Pour autant, il ne serait pas illégitime que des expérimentations existent. Il y en a de toutes sortes, et celle-ci manque vraiment. Au moins tester, comme pour la prononciation restituée qui s'est révélée une mauvaise idée (en résumé : ça sonne comme une langue étrangère pour les interprètes et le public, ça met à distance le texte alors que ce n'était pas le cas pour le public d'époque et les voyelles sont aléatoires, donc souvent moches), quitte à abandonner ensuite. Mais on conçoit que dans ce cadre ce soit un grand risque pour les chanteurs qui s'y investiraient.

Reste la possibilité d'embaucher des chanteurs d'autres univers, avec d'autres techniques vocales. L'expérience Marco Beasley dans Monteverdi (technique de chant traditionnel italien de type belt), décriée par une partie du public « savant » à l'époque, a produit à mon sens de très belles démonstrations de ce que l'on peut proposer en matière de précision textuelle sans rien retrancher sur la projection en salle.
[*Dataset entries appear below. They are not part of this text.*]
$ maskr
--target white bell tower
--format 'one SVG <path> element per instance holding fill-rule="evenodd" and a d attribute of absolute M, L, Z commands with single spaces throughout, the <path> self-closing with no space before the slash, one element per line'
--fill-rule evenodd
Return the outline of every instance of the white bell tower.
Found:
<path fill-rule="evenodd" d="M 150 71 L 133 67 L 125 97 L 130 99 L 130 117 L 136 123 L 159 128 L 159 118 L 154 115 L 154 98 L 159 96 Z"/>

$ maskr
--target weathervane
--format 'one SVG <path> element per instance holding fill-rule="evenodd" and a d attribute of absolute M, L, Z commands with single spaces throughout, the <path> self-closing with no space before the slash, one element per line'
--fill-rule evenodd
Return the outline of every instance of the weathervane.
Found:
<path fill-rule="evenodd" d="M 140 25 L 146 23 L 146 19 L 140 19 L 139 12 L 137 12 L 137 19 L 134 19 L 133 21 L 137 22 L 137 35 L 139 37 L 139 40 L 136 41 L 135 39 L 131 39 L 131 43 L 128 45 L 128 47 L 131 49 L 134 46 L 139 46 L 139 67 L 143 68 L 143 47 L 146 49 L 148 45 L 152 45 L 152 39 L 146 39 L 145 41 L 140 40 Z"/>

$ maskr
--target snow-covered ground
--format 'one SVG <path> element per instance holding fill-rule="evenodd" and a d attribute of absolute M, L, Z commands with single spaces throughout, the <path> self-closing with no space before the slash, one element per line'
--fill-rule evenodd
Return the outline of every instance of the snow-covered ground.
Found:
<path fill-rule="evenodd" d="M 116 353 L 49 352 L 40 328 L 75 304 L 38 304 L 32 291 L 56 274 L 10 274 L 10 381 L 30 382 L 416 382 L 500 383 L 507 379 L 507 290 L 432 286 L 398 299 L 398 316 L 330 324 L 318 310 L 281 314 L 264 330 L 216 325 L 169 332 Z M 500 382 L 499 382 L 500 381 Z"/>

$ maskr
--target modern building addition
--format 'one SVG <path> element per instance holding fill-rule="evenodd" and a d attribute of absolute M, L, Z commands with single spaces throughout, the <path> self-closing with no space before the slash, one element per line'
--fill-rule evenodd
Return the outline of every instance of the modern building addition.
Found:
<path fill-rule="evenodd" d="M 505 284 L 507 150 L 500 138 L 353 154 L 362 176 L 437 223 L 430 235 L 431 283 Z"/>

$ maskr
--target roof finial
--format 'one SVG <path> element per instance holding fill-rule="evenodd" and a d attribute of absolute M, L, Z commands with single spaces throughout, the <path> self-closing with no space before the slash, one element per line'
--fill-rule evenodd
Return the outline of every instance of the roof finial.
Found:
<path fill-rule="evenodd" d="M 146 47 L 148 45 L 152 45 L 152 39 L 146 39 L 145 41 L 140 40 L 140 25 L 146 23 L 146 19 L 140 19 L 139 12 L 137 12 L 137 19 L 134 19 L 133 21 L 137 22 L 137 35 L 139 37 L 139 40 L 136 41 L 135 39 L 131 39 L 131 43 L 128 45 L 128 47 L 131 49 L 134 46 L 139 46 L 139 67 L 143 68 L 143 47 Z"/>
Et puis, si par exemple on embauche des chanteurs de genres où la mesure a moins d'importance, ou du moins où il est licite de jouer avec le beat, on pourrait découvrir des inflexions dont nous n'avons pas même idée — la précision solfégique comme contrainte majeure de l'opéra est une idée du XXe siècle, et assez tardivement d'ailleurs, je ne pense pas qu'elle soit absolue à l'époque de LULLY. Venant de la comédie musicale, les voix seront peut-être trop petites, mais si l'on sélectionne des techniques de chants folkloriques pensées pour le plein air, il y a peut-être quelque chose à tester – je ne dis pas à adopter, je pense tout haut en l'absence de véritable recherche technique appliquée.

C'est pourquoi je pense qu'il serait plus fécond de rechercher les techniques que les couleurs, et qu'après tout peu importe que ce soit une soprane étroite ou une mezzo large comme à la création, ce qui importe est surtout que la technique soit conforme à l'économie de la tragédie en musique : intelligibilité et expressivité du texte, les plus directes possibles. Vouloir s'approcher autant de l'organologie, mais aussi des caractères des créateurs des rôles sans poser d'abord la question de la technique vocale précise me paraît un raisonnement bâti sur du sable. Surtout, le résultat s'en révèle frustrant, vu que les techniques inadaptées gomment précisément ce qui fait le prix de ce répertoire – le rapport très étroit au texte.

Voilà à peu près, mêlé à d'autres choses et à des commentaires sur l'interprétation de ce disque, ce que j'ai cherché à dire – de façon un peu bavarde, je l'admets – dans cette recension de nouveauté discographique.